ギリシア神話の英雄。ゼウスとダナエの子。アルゴスの王アクリシオスは、娘の生む子に殺されるであろうという神託を受けたため、娘ダナエを男の手の届かないよう青銅の塔に幽閉する。しかし、ゼウスが黄金の雨となって彼女のもとに通い、ペルセウスが生まれる。これを知ったアクリシオスは、娘と孫を箱に入れて海に流すが、箱舟はセリフォス島に流れ着き、2人はそこの漁師に保護される。やがてダナエは島の王に横恋慕され、母を守るペルセウスは世界の西の果てから怪物ゴルゴンの首を取ってくることを命じられる。ゴルゴンをまともに見た者は石になってしまうが、彼は女神アテネから磨きあげた青銅の盾を、またヘルメスからは金剛の鎌(かま)を、ニンフからは空飛ぶ靴と隠れ蓑(みの)を借り、敵には見られないように空から接近して、盾に写した姿を見ながらゴルゴンの1人メドゥサの首をとることに成功した。

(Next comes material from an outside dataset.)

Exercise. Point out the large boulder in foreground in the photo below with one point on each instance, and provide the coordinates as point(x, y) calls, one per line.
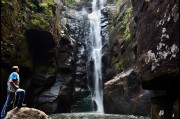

 帰り道、エチオピアの王女アンドロメダが海の怪物への生贄(いけにえ)として岸壁に縛り付けられているのに行き会い、メドゥサの首で怪物を退治したうえ、王女を妻にした。そしてセリフォス島に帰り着くや、母親に言い寄る島の王にメドゥサの首を見せて石にした。こののちペルセウスは、母と妻を伴い祖国アルゴスへ向かうが、祖父アクリシオスは昔の神託を思い出して遠国へと逃れる。しかしそうとは知らないペルセウスも、その地で行われる葬送競技に参加して円盤を投げ、それが観戦中のアクリシオスに当たって彼を殺してしまう。